The new coalition, known as the Liberty Alliance Project, means to compete directly with Microsoft Corp.s Passport identity service and is billing itself as an open, interoperable alternative.
“Our goal is interoperability. We want to have an open specification,” said Jeff Veis, senior director of business alliances at Sun, based in Palo Alto, Calif. “Right now, the cellular carriers, the banks–all of these operate as their own little islands and have their own authentication schemes.”
The new project has drawn wide support from across several industries, and its charter members include Bank of America, i2 Corp., General Motors Corp., RSA Security Inc., Entrust Inc., American Airlines and Verisign Inc.
What form the new service will take is still undetermined, but alliance officials said they hope to have a solid working specification by the end of this year. While they stopped short of calling the Liberty Alliance a response to Passport, Sun officials said the coalition was put together just within the last 60 days and that it would welcome input from all interested parties, including Microsoft.
Passport has drawn the ire of privacy advocates and consumer groups, who fear that Microsoft, of Redmond, Wash., will use the data that it collects from users for marketing purposes. The company has denied that this is the case.
Microsoft responds
In response to Suns announcement, Microsofts PR machine went into full battle mode, even going so far as to send reporters a list of questions to ask Sun executives, a tactic that has backfired on the company before.
Predictably, Microsoft Group Vice President of Platforms Jim Allchin views the Sun initiative as sniping.
“I have not seen their announcement, but my initial reaction is Sun is late to the party,” Allchin said as he talked up Passports planned compatibility with other digital identity technologies. Suns announcement, he added, is a reaction to the inroads Microsoft has made with Passport.
“I dont know why people have formed this ill-formed perspective that all digital IDs are going to be in Passport.
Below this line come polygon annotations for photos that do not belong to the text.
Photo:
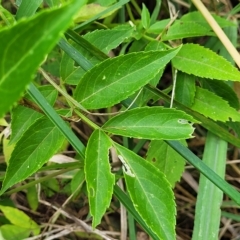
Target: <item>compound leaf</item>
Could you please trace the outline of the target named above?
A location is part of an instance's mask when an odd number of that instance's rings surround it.
[[[191,138],[196,122],[186,113],[163,107],[142,107],[126,111],[111,118],[103,129],[121,136],[176,140]]]
[[[175,203],[165,175],[132,151],[115,144],[134,207],[158,239],[175,239]]]
[[[215,121],[226,122],[231,118],[232,121],[240,122],[240,113],[230,107],[227,101],[207,89],[197,87],[191,108]]]
[[[114,185],[114,175],[109,164],[109,137],[101,130],[95,130],[89,138],[84,171],[86,175],[90,212],[93,227],[96,227],[109,207]]]
[[[74,97],[87,109],[110,107],[147,84],[178,51],[139,52],[107,59],[82,77]]]
[[[185,73],[216,80],[240,81],[240,72],[223,57],[197,44],[185,44],[172,60]]]
[[[40,169],[63,143],[64,136],[50,120],[35,122],[12,152],[0,194]]]
[[[186,162],[180,154],[161,140],[151,141],[147,160],[165,174],[172,187],[181,178]]]

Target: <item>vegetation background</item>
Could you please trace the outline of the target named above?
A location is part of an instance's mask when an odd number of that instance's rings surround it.
[[[237,1],[0,3],[0,239],[240,239]]]

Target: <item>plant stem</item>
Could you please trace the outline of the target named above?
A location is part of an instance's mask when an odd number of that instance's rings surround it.
[[[240,68],[240,56],[237,49],[233,46],[224,31],[220,28],[216,20],[212,17],[211,13],[207,10],[207,8],[200,0],[192,0],[192,2],[196,6],[196,8],[202,13],[203,17],[206,19],[212,30],[216,33],[219,40],[222,42],[231,57],[234,59],[237,66]]]

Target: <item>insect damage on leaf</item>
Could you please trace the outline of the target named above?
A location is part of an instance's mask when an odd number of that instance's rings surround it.
[[[122,162],[122,169],[125,174],[127,174],[130,177],[135,177],[135,174],[132,172],[131,168],[128,166],[128,164],[125,162],[123,157],[121,155],[118,155],[119,160]]]

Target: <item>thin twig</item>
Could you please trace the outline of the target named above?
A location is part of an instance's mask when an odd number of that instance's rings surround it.
[[[240,55],[237,49],[233,46],[232,42],[229,40],[224,31],[218,25],[218,23],[213,18],[211,13],[207,10],[207,8],[203,5],[203,3],[200,0],[192,0],[192,2],[196,6],[196,8],[202,13],[203,17],[206,19],[212,30],[218,36],[219,40],[222,42],[222,44],[227,49],[227,51],[237,64],[237,66],[240,68]]]

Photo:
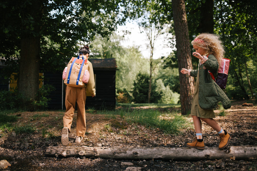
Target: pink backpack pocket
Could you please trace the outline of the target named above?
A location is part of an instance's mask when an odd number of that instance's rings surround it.
[[[67,69],[68,68],[68,67],[65,67],[65,68],[64,68],[64,70],[63,70],[63,80],[65,80],[65,79],[66,78],[66,75],[67,74]]]
[[[83,77],[82,78],[82,81],[85,84],[87,83],[89,80],[89,74],[88,70],[86,70],[83,74]]]

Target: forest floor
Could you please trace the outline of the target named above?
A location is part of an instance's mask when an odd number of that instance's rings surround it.
[[[231,108],[225,111],[225,116],[216,116],[215,119],[231,136],[229,146],[257,145],[257,106],[242,106],[244,102],[233,101]],[[19,117],[17,122],[14,123],[15,125],[32,125],[35,131],[32,133],[21,135],[16,135],[14,131],[7,130],[0,132],[0,160],[6,160],[11,165],[6,170],[257,170],[257,159],[250,156],[245,160],[236,158],[200,161],[128,160],[46,156],[45,153],[48,147],[63,146],[61,135],[64,113],[63,111],[47,111],[21,112],[12,114]],[[87,133],[81,143],[78,144],[75,142],[76,115],[75,113],[71,132],[69,134],[69,146],[86,146],[104,148],[186,147],[186,144],[191,141],[195,136],[192,121],[190,117],[187,119],[191,122],[192,128],[182,131],[181,134],[173,135],[164,134],[158,128],[128,124],[118,115],[110,117],[87,112]],[[111,123],[112,127],[107,129],[105,125]],[[202,131],[205,145],[218,148],[219,142],[216,132],[204,123]],[[124,163],[128,162],[132,166]]]

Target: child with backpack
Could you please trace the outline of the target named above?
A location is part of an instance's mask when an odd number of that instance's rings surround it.
[[[191,43],[196,50],[193,52],[193,56],[199,59],[198,69],[192,70],[183,68],[180,72],[197,78],[191,112],[196,137],[192,142],[187,143],[186,145],[198,149],[204,149],[202,132],[202,121],[218,132],[220,138],[219,148],[222,150],[228,146],[231,137],[213,119],[215,117],[213,109],[217,107],[219,101],[222,102],[225,109],[230,108],[231,103],[212,78],[209,72],[217,78],[219,64],[223,59],[224,51],[219,37],[212,34],[201,34]]]
[[[64,82],[67,85],[65,89],[65,106],[66,111],[63,117],[63,128],[62,132],[61,142],[64,146],[67,145],[69,143],[68,133],[70,132],[71,127],[74,115],[76,103],[77,103],[77,129],[75,142],[80,143],[86,133],[86,111],[85,105],[87,97],[86,89],[87,88],[91,93],[92,96],[95,95],[95,79],[92,64],[87,60],[90,51],[88,45],[81,48],[79,50],[79,54],[78,59],[73,57],[68,64],[68,70],[67,67],[65,69],[63,74],[63,78]],[[72,61],[73,60],[73,61]],[[76,63],[75,63],[75,61]],[[82,63],[82,61],[83,62]],[[72,65],[69,65],[73,62]],[[84,64],[85,66],[83,66]],[[69,66],[70,67],[69,67]],[[71,65],[71,67],[70,66]],[[83,67],[86,67],[87,70]],[[75,69],[74,69],[75,68]],[[81,68],[81,69],[80,69]],[[81,73],[83,71],[81,76]],[[85,72],[84,71],[85,71]],[[66,72],[69,76],[66,75]],[[87,80],[83,83],[82,81],[83,73],[85,75],[87,73]],[[65,73],[65,75],[64,74]],[[78,75],[79,75],[77,78]],[[77,74],[76,76],[73,76]],[[67,75],[68,75],[67,74]],[[64,76],[65,76],[64,77]],[[73,82],[73,80],[74,82]],[[76,80],[77,85],[76,85]],[[67,81],[68,80],[68,81]],[[75,82],[75,83],[73,83]],[[85,84],[85,83],[87,84]]]

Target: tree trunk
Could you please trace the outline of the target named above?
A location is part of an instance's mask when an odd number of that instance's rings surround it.
[[[49,147],[45,154],[47,156],[68,157],[84,156],[119,160],[213,160],[230,158],[248,159],[257,157],[257,146],[230,146],[228,150],[216,147],[206,147],[203,150],[189,147],[156,147],[132,148],[105,148],[101,147]]]
[[[252,98],[254,97],[253,92],[252,91],[252,85],[251,85],[251,82],[250,82],[250,79],[249,79],[249,76],[248,76],[248,68],[247,67],[247,64],[246,62],[245,62],[245,72],[246,73],[246,77],[247,78],[247,81],[248,81],[248,85],[249,85],[249,88],[251,91],[251,95],[252,95],[251,98]]]
[[[25,103],[37,99],[39,88],[40,30],[43,2],[33,1],[25,6],[21,26],[24,32],[21,37],[20,60],[18,90]]]
[[[179,73],[181,112],[185,115],[190,112],[194,90],[194,78],[180,72],[183,68],[192,69],[188,27],[184,0],[172,0],[172,3]]]
[[[150,41],[151,47],[151,54],[150,56],[150,76],[149,77],[149,87],[148,89],[148,97],[147,103],[151,103],[151,92],[152,91],[152,56],[153,54],[153,46],[152,43],[152,41]]]
[[[246,99],[249,99],[250,98],[249,97],[249,96],[247,94],[246,91],[245,90],[245,89],[244,88],[244,83],[243,82],[242,78],[241,80],[242,81],[242,84],[241,84],[240,83],[241,82],[240,82],[240,79],[238,78],[238,76],[236,71],[234,71],[234,74],[235,74],[235,76],[236,76],[236,80],[237,80],[237,82],[238,83],[238,84],[239,84],[239,86],[242,90],[242,93],[243,95],[244,98]]]
[[[39,85],[40,40],[33,36],[21,40],[18,88],[24,103],[36,99]]]

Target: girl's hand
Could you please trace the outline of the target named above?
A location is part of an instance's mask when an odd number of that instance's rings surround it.
[[[182,74],[187,74],[187,72],[188,71],[188,70],[186,69],[185,68],[182,68],[180,72]]]
[[[200,55],[200,54],[197,52],[193,52],[193,56],[201,60],[202,60],[204,58],[204,57]]]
Do you think all governments are going to put digital IDs into Passport?” Allchin asked.
He rejected the idea that Passport, while it is exclusively Microsoft technology, is a closed system. “We have been on path [using] Kerberos the way you do federations inside a company that talk to Passport [on the outside].”
The other members of the Liberty Alliance, meanwhile, seem to be focusing on getting a technology developed and deployed rather than on political catfights.
“The lack of interoperability [among authentication systems] is one of the biggest impediments to doing business for us,” said Tim Arnault, CIO of Bank of America, based in Charlotte, N.C.